I’ve long been fascinated with Huatia, the earthen oven Incans constructed to cook potatoes in the ground. I had thought that huatia was something that was only for special occasion that we had to plan a week ahead of time or more. Instead, the knowledge for huatia is ingrained, and no special preparations were needed. All was required was a 9 pm phone call and the next morning we were off.
Please note that Huatia can refer to the earthen oven itself, the process of cooking food in the earthen oven, and the dish that is prepared using this method. I use the term in all three ways.
Location, location, location
We loaded some potatoes in the car and drove along the highway for a few kilometers until we found a spot that was deemed right. Suddenly, we found ourselves in the midst mountains with the sun high in the sky. It was the month of the winter solstice which is the perfect time of year for Huatia. The earth was dry and is even said to impart a special flavor on the food cooked in it during this time of year.
It was amazing that scenes like this could ever exist just 20 minutes outside the city.
Building the earth oven for Huatia
First, we started by breaking adobe into smaller, roughly equal chunks.
Then, we placed the bricks in a circular pattern, resulting in a structure not unlike an igloo. The circular structure helps concentrates the fire. The goal is to have the structure as sealed as possible to not let the fire escape.
Then, we started the fire inside the structure and let the fire build for one hour. Then, we started the fire inside the structure and let the fire build for one hour.
Cooking the potatoes
Finally it was time to put the potatoes into the fire. We used papas blancas (white potatoes), camote (sweet potatoes) and tubers called ocas.
The potatoes cooked for thirty minutes.
Then, we demolished the structure, trapping the heat in the ground.
Next, we let the potatoes cook for a little longer, about 15 more minutes.
Then, comes the fun part. We dug into the ground, looking for our potatoes.
We forgot to count exactly how many potatoes we started with, but I think we caught them all!

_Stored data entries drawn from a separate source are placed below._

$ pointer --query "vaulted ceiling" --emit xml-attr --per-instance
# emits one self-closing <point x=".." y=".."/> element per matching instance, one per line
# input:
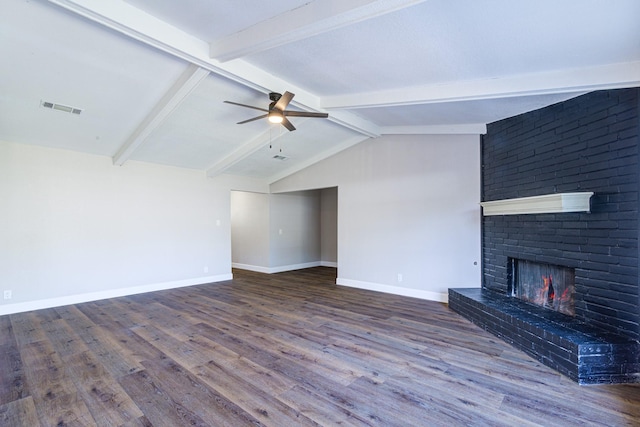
<point x="149" y="77"/>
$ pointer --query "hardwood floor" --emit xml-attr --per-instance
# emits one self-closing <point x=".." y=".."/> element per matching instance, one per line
<point x="286" y="349"/>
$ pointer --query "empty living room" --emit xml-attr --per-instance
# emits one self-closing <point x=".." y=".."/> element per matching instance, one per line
<point x="354" y="212"/>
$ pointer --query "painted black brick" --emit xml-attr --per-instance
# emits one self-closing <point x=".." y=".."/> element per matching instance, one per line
<point x="589" y="143"/>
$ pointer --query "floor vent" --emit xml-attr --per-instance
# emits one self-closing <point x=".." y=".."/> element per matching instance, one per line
<point x="60" y="107"/>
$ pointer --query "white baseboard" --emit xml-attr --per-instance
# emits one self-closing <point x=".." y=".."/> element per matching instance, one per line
<point x="329" y="264"/>
<point x="113" y="293"/>
<point x="250" y="267"/>
<point x="279" y="269"/>
<point x="407" y="292"/>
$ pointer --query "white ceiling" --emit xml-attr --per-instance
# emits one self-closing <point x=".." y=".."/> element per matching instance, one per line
<point x="151" y="75"/>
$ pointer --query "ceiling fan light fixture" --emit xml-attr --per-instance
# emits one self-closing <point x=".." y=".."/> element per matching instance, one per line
<point x="275" y="117"/>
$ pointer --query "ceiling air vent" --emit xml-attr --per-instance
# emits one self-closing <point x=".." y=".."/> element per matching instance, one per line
<point x="60" y="107"/>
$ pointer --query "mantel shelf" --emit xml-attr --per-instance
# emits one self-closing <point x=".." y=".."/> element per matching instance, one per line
<point x="548" y="203"/>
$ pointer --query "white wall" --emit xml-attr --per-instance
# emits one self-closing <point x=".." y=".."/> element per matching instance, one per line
<point x="275" y="232"/>
<point x="250" y="230"/>
<point x="408" y="205"/>
<point x="295" y="230"/>
<point x="329" y="227"/>
<point x="73" y="227"/>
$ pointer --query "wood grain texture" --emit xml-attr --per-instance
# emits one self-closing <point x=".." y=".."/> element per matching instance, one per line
<point x="288" y="349"/>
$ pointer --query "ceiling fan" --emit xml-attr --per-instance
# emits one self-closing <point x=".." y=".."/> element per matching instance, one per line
<point x="277" y="112"/>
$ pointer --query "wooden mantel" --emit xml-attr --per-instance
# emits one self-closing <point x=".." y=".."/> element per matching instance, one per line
<point x="548" y="203"/>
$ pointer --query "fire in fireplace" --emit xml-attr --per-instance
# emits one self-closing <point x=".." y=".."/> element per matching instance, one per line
<point x="548" y="285"/>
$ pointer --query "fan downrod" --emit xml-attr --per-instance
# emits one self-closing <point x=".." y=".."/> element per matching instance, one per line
<point x="275" y="96"/>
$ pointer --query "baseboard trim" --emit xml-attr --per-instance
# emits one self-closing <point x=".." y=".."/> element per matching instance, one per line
<point x="406" y="292"/>
<point x="250" y="267"/>
<point x="113" y="293"/>
<point x="281" y="268"/>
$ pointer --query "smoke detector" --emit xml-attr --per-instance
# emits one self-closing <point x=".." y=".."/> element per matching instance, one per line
<point x="61" y="107"/>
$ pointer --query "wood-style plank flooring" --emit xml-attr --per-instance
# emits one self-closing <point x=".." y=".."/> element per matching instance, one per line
<point x="288" y="349"/>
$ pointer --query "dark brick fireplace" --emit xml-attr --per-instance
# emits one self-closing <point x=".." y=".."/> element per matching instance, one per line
<point x="589" y="143"/>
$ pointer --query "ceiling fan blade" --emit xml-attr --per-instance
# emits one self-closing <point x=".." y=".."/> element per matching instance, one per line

A feast of potatoes (and guinea pig)
Finally, we returned home with our prize.
Potatoes cooked with huatia are a perfect pairing with guineau pig (cuy).
The potatoes were not cooked with any spices or even salt. The process of cooking the potatoes in the ground imparts a earth flavor and a distinct texture that cannot be replicated in the kitchen.
I couldn’t have hoped for better guides.
It was an amazing to witness this ancient technique in which potatoes are cooked in the same ground in which they were grown. Huatia has it practical purposes, allowing the Incans to cook away from home since it can be done wherever there’s dirt and adobe. However, huatia is also intertwined into the Incan belief system. It is named after Huatiacuri who refused to eat potatoes not cooked in the ground.
The experience of building a earthen oven in the midst of the Andes helped me understand how connection between life, food, and mother earth in the Incan belief system. This belief in this link still persists within Peruvian culture to this very day especially in Cusco, the city that was once believed to be the center of the universe by the Inca.